Power BI, Caching, Parallelism And Power Query Refresh Performance

Some time ago a customer of mine (thank you, Robert Lochner) showed me a very interesting scenario where a set of Power Query queries in Power BI Desktop refreshed a lot faster with the “Enable Parallel Loading Of Tables” option turned off. This seemed a bit strange, but I have recently been reading lots of posts by Ehren von Lehe of the Power Query dev team on caching and query evaluation on the Power Query MSDN forum and two posts in particular, here and here, offered an explanation of what was going on. In this post I will walk through a very simple scenario that illustrates the information in that post and sheds some light on the internals of the Power Query engine.

Let’s say you have very simple web service built in Flow that, when it receives a GET request, waits 5 seconds and then returns the text “Hello”:

image

Here’s the M code for a Power Query query called SourceQuery that calls this web service and returns a table with one row and one column containing the text “Hello”:

let
    Source = Web.Contents("https://entermyurlhere.com"),
    ToLines = Lines.FromBinary(Source, null, null, 65001),
    ToTable = Table.FromColumns({ToLines})
in
    ToTable

image

Let’s also say you have four other identical queries called R1, R2, R3 and R4 that reference this query and do nothing but return the same table. Here’s the M code for these queries:

let
    Source = SourceQuery
in
    Source

Now, here’s the big question! If the output of SourceQuery is not loaded into Power BI but the output of R1, R2, R3 and R4 is loaded, as follows:

image

How many times would you expect the web service to be called when you refresh your dataset? One or four?
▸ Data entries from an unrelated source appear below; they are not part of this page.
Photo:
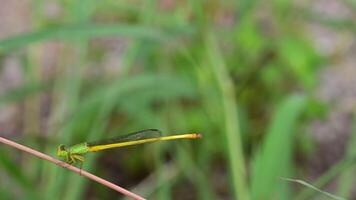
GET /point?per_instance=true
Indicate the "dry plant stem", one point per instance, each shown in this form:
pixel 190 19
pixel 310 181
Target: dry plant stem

With the setting of “Enable Parallel Loading Of Tables” turned on, which is the default, the “Enable Data Preview To Download In The Background” setting turned off and Data Privacy checks turned off, Fiddler (see here for how to use it) shows the web service is called four times. SQL Server Profiler (see here for how to use it with Power BI) shows that the four queries are run in parallel and each query takes just over 5 seconds.

This seems wrong, because your natural inclination is to think that the Power Query engine evaluates SourceQuery first, and after that has happened the data passes from there to R1, R2, R3 and R4. In fact what happens is the reverse: R1, R2, R3 and R4 are evaluated in parallel and because each of them reference SourceQuery, then each of them causes SourceQuery to be evaluated independently. Yet another post by Ehren on the forum here explains this in detail.

The Power Query engine does do some caching in a ‘persistent cache’ that can be shared between queries and which stores the data requested from some types of data source on disk – it will store the data returned by Web.Contents for example, but not File.Contents – and only in some situations. The key statements about the persistent cache from this thread relevant to this particular problem are:

Power Query’s persistent cache (which stores data on disk during a particular refresh) is updated via a background thread. And separate evaluations (i.e. separate Microsoft.Mashup.Container.*.exe processes) running at the same time are not coordinated; when evaluation A is accessing the persistent cache (including updating it), this doesn’t block evaluation B from accessing the cache. This means that even when using a shared persistent cache, PQ can potentially end up requesting the same data twice. It depends on the timing of the various requests.

and

…you can reduce the number of evaluations happening at any given time (and thus the likelihood of timing-related cache misses, or additional unwanted requests) by doing the following:

  • Disabling background analysis (which pre-calculates the PQ Editor previews behind the scenes)
  • Disabling the Data Privacy Firewall (which does its own evaluations during refresh that could potentially cause duplicate requests, and also only consume a subset of the data in certain cases)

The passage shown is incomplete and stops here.